This entry will be dedicated to sleep.
Sleeping is seriously one of life's BIGGEST pleasures. Not so much mine though..I have developed a sleeping problem. No, the the usual "I fall asleep at 4am and wake up at 2pm" bullshit. Sometimes, I get really tired but I can't seem to drift away into that peaceful black nothingness. Just last week I tossed and turned for a record of 6 hours. No computer, no book, no phone, no lights. Just literal tossing and turning, putting my legs out of my blanket, spooning my second pillow. I even use the sad method of counting sheeps, but by number 25 I began to think about where my imaginary sheeps go. And so my thought about sheeps continue.. and by that time I get so angry and frustrated with all these unanswered questions. How do i sleep then? I have to be actively doing something (essay works the best) and be dead tired where my eyes keep closing on me and climb on my bed and just KTFO. I can't consciously DECIDE to sleep b/c then i will be staring for hours at my ceiling that's not even visible from the darkness. And then usually by 3-4 am, I climb down my bed from frustration of feeing like a unproductive ogre and go on my computer. Once my computers opens up later than 3, I WILL not sleep until 5am. Then when i do finally finish the very slow process of falling sleep, my alarm wakes me up an hour later for class which REALLY gets my nerves since it took about me about 9 hours to sleep.I'll try not to be such a girl. That is probably one of my worser nights.
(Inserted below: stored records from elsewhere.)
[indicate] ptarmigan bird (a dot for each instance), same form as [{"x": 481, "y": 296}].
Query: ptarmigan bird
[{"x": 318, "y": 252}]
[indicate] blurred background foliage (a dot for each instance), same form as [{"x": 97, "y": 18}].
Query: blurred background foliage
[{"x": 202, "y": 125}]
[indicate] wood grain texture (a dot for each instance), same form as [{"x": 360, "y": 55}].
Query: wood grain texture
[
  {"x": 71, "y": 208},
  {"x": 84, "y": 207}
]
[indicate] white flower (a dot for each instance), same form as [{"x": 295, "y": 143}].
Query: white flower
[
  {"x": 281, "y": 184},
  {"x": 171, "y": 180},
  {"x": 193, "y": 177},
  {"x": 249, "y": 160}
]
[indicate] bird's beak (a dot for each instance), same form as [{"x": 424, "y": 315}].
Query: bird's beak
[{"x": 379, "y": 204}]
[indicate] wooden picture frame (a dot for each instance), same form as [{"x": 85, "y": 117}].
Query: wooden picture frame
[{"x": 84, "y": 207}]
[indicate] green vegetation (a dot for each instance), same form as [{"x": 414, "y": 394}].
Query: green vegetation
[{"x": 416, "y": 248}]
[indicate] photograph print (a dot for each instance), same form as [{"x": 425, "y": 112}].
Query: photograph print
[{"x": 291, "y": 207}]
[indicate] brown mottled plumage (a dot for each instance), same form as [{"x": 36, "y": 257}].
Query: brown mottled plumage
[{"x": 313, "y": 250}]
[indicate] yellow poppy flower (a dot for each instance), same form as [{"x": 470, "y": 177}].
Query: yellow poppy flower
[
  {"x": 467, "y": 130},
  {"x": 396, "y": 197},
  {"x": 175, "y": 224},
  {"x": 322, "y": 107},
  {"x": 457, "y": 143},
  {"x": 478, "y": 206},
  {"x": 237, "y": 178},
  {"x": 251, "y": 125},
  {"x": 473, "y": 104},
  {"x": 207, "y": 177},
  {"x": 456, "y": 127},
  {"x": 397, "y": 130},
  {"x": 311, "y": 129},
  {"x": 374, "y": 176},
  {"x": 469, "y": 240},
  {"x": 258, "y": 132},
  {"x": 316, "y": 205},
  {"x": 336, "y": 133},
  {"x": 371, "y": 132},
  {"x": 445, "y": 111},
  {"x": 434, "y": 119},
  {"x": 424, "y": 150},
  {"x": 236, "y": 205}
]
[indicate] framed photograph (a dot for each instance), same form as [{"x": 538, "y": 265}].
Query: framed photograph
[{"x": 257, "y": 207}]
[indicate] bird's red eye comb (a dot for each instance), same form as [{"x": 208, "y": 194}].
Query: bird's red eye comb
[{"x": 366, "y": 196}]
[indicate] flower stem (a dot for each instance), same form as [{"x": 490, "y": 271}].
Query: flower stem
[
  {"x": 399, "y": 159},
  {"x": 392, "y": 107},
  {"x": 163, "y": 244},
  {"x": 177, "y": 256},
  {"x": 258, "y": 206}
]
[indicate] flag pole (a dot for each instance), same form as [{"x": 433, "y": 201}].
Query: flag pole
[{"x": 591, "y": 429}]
But man, how things changed.
Although I have had this same twin size bed, since kindergarden, my sleeping patterns have definitely changed. I used to be able to bury myself under my blankets and then just knock out and wake up w/the best dreams. Maybe I've outgrown this bed... Whatever it is.. I still cant sleep.
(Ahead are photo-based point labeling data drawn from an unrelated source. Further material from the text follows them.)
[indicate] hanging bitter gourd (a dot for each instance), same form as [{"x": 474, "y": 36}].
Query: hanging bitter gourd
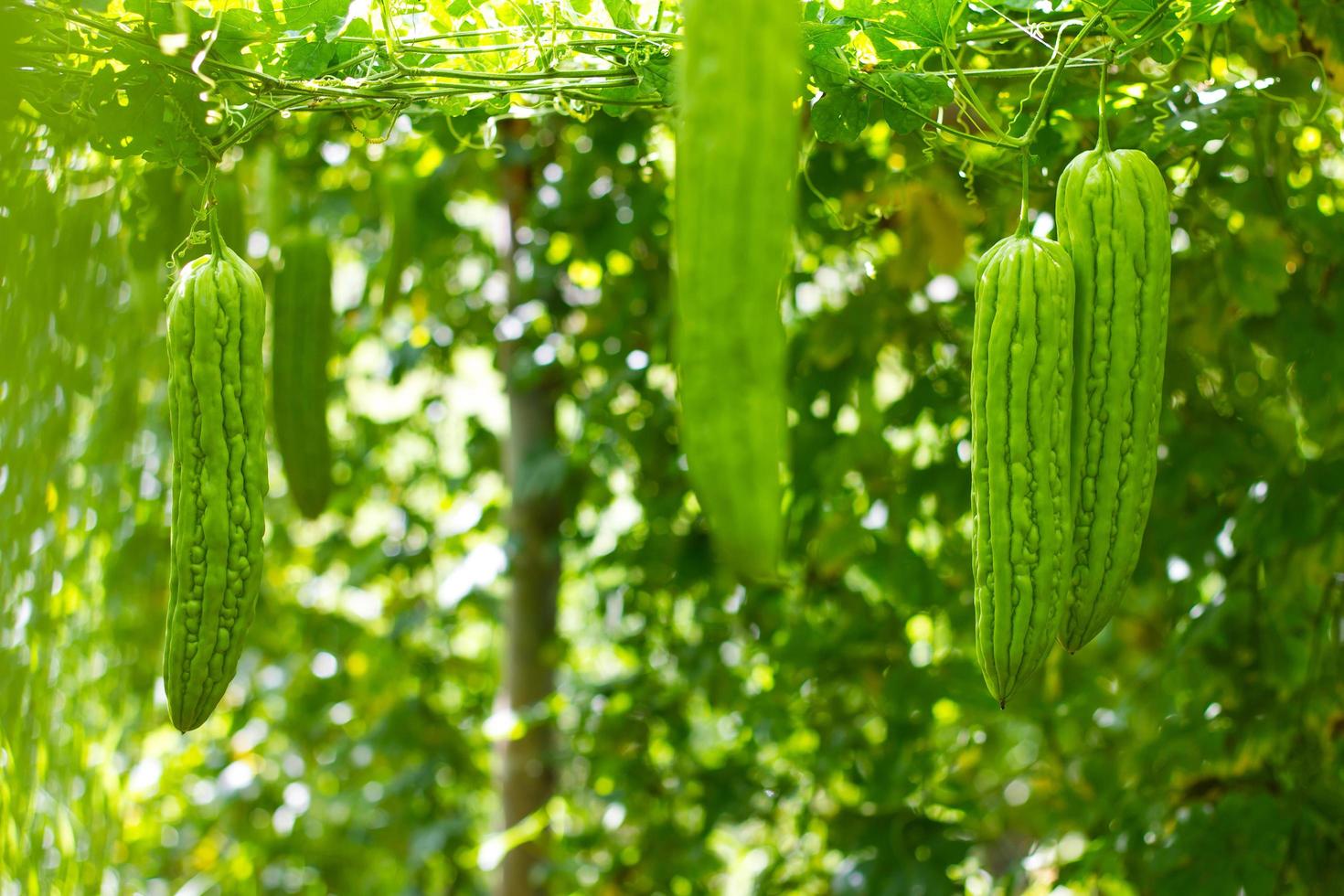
[
  {"x": 1020, "y": 375},
  {"x": 300, "y": 348},
  {"x": 737, "y": 160},
  {"x": 217, "y": 412},
  {"x": 1113, "y": 222}
]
So i find myself blogging in 2 different sites about 2 different things. Just a bunch of things that needs to get off my mind, which does comfort me somewhat.
It's not that even college is on my mind. Honestly, yes i do think about it time to time, ONLY WHEN YOU HOES BRING IT UP, but other than that it doesnt consume my daily thought. I swear, i have had 100000000000000000000 conversations today that began with "did you hear back from?" "did you check your?" "did you know this person got into ?" "i got rejected from? did you?" "where did you apply again?"
all i can say is.
we are dull. we are very very dull people. YES college is the future. BUT it aint the only way to a future. JEEBUS CHRIST i swear. sometimes i just want to skip school to avoid these conversations.
Honest to blog, i dont think half of us care about where others have got in. Maybe just for gossiping purposes, but mainly we ask for comparing purposes. We start asking the kids, who have gotten accepted, questions about their gpa sat scores extracurricular.. blabla.. and then we create this standard for ourselves. A standard made according to those kids, who have been accepted. No, we are individuals. We are completely unique, only we know our capabilities and limits. Do not limit yourself to that standard. You are not them and they are not you.
Lets stop all this bullshit nonsense talk. who are we to judge who is good and who is not good enough to be accepted.
One thing is for sure, I am not telling anyone where i get in and where i dont get in. I will let you know my final decision when and if it can be made.
Thats all.
peace out homosapiens time to check my xanga.